Hikers walking in the land of purple Chi Pau flowers on their way to conquer Ta Chi Nhu peak.
From that beginning, Giang A Chu became one of the first people establishing a trail to explore Ta Xua, and then Ta Chi Nhu. Over the past seven years, Giang A Chu has served an average of 30 delegations of tourists every year on the journey to successfully conquer Ta Xua and Ta Chi Nhu peaks.
According to A Chu, during each trip, he has to carry hikers’ luggage, which is around 25 to 35 kg in weight. He said that each trip is a real challenge to him because of unpredictable weather conditions and the difference in air temperature, requiring him to prepare all of the necessary items for hikers in advance.
Sometimes on their way back to the mountain foot, hikers have become so exhausted that A Chu has to carry them on his back. Despite receiving a bonus of several hundreds of Vietnamese dongs, A Chu has to suffer pain in his foot for a few days after.

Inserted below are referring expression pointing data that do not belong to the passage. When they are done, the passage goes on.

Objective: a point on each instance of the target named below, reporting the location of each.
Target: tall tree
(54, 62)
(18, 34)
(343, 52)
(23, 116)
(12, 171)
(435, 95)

Working as a porter is a seasonal job as hikers often flock to the two peaks between September to April when the weather is dry and cold, seldom do they make their trips during summer. During peak season, by guiding a trip which lasts two or three days, A Chu can earn from VND700,000 to VND1 million. During the low season, he returns to farm work and part-tine jobs for his living.
Following A Chu’s footprints on the journey to Ta Xua and Ta Chi Nhu, climbers have discovered many stunning check-in destinations, such as “the spine of dinosaur” and “sea of clouds” on the top of Ta Xua, the “land of Chi Pau flower”, “the tortoise cliff”, and “the moss forest”.